Fraud Advisory Services

It appears that the toy retailer Toys R Us is the latest big business to demonstrate how easy it is for the fraudster to attack if simple anti fraud prevention methods are not observed. Embezzlement master Paul Hopes stole some £3.7 million from the toy giant in 14 sums ranging from £101,000 to £350,000 at a time.

Over a period of around three years beginning in 2005, Hopes raised fictitious invoices for Far East toy suppliers so that he was able to arrange payment into accounts that he controlled. Yes it was as simple as that! He was a company accountant of some 23 years and the company had complete trust in him. They did not expect him to be a fraudster and therefore clearly allowed him to override any semblance of controls that should have prevented the theft.

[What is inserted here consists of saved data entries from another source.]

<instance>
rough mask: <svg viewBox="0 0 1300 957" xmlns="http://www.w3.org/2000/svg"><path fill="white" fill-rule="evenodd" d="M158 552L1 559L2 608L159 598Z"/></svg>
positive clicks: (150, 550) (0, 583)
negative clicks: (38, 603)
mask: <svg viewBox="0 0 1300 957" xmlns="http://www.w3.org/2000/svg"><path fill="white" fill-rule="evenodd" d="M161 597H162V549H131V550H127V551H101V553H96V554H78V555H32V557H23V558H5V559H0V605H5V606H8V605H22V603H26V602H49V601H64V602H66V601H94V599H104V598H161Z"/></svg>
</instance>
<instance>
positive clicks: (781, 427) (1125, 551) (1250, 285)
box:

Hopes wife of 36 years did not suspect anything. She has been devastated by the revelation that her dull dependable husband had stolen money from his employers to fund a lavish lifestyle including prostitutes and high living in the City.

Hopes will probably spend up to 8 years in jail and have a criminal confiscation of assets order made against hime that will wipe out everything he owns. In addition, Toys R Us is now attempting to recover any money that hasn’t been spent through civil asset recovery. This will mean targeting the family home and assets that Hopes may have transferred to his unsuspecting wife.

The American company has more than 1,500 stores in 33 different countries, with its New York outlet being the biggest toy shop in the world. It is surprising that such a large organisation did not have the basic anti fraud controls in place to stop this simplest of thefts! How much would it cost to implement a system of supervision and review, account vetting and credit limit monitoring? The cost of implementing and regularly reviewing such a system would be a lot less than the final bill to Toys R Us for this escapade. It was not even the company’s systems that discovered the fraud, which merrily escaped both the internal and external auditors for three years running. It was the attention drawn by one of the prostitutes used by Hopes and lavished expensive gifts upon that acted as a whistle blower on the embezzlement.

There is a mature and capable anti-fraud industry that is underutilised by corporations world wide. For a reasonable sum, experts in fraud protection and fraud detection can review systems of the smallest to the largest companies. However, it appears that these concerns would rather spend 10 times the amount investigating even larger losses when the fraudster strikes.

Most fraud experts, myself as a forensic accountant specialising in fraud included, will provide initial advice free of charge that could save you huge amounts in the long run – even if we hope to get your business!

If an employee steals from the organisation he or she is working for there are a number of ways in which this can be dealt with. The decision will no doubt be based on the organisation’s fraud policy and what it wants to achieve. Does it want its money back, to sack the fraudster or to make a public example of the issue? The alternatives include:

• Reporting the employee to the police – the police may or may not be interested. If they are – they may investigate. If they do, this can be disruptive to the business. Often however, given the shortage of police fraud investigation resources the response to a fraud report may well be a request to provide comprehensive details of the occurrence i.e. effectively to go and investigate the fraud yourselves!
• Commencing some form of disciplinary action in order to safely remove the fraudster from the business. This has to be done with care because inappropriate treatment of staff can lead to claims for unfair dismissal or constructive dismissal – even by the guilty fraudster!
• To investigate the fraud using internal or external resources with the view to instigating some form of civil litigation for recovery of the losses due to fraud.

Very often, however, an organisation will do none of the above! They will let the perpetrator go with a reference on the understanding that this is the end of the matter. Incredible though it seems, this is exactly what some major financial institutions or publicly listed companies will do. Not wanting any publicity to impact share prices perhaps, they prefer to hush the matter up!

I am aware of one major building society turned bank that caught one of its employees recently having fraudulently obtained substantial loans and conducted a preliminary investigation. Then they simply asked the person to leave. Around a month later it emerged that the person was working nearby, in one of the UK’s largest credit card insurance providers!

The fraudster was able to obtain another sensitive position, obviously with the assistance of a reference from its former employer. This is irresponsible action by the bank, as it sends out a strong message to would-be fraudsters that it is possible to get away with it. It flies in the face of all fraud prevention efforts being preached by the regulators, various fraud fora and even by fraud experts like myself. How can we combat fraud, if we do not deal with it fully when discovered?

The recent news that a number of T Mobile employees were selling customers details to competitors shows how lenient penalties can encourage fraud and theft. In this case we have the Information Commissioner complaining that the maximum fine of £5,000 from the Magistrates Court is unlikely to be reached, and that harsher penalties should be available to deter this activity. Why do we not simply prosecute – it is theft after all!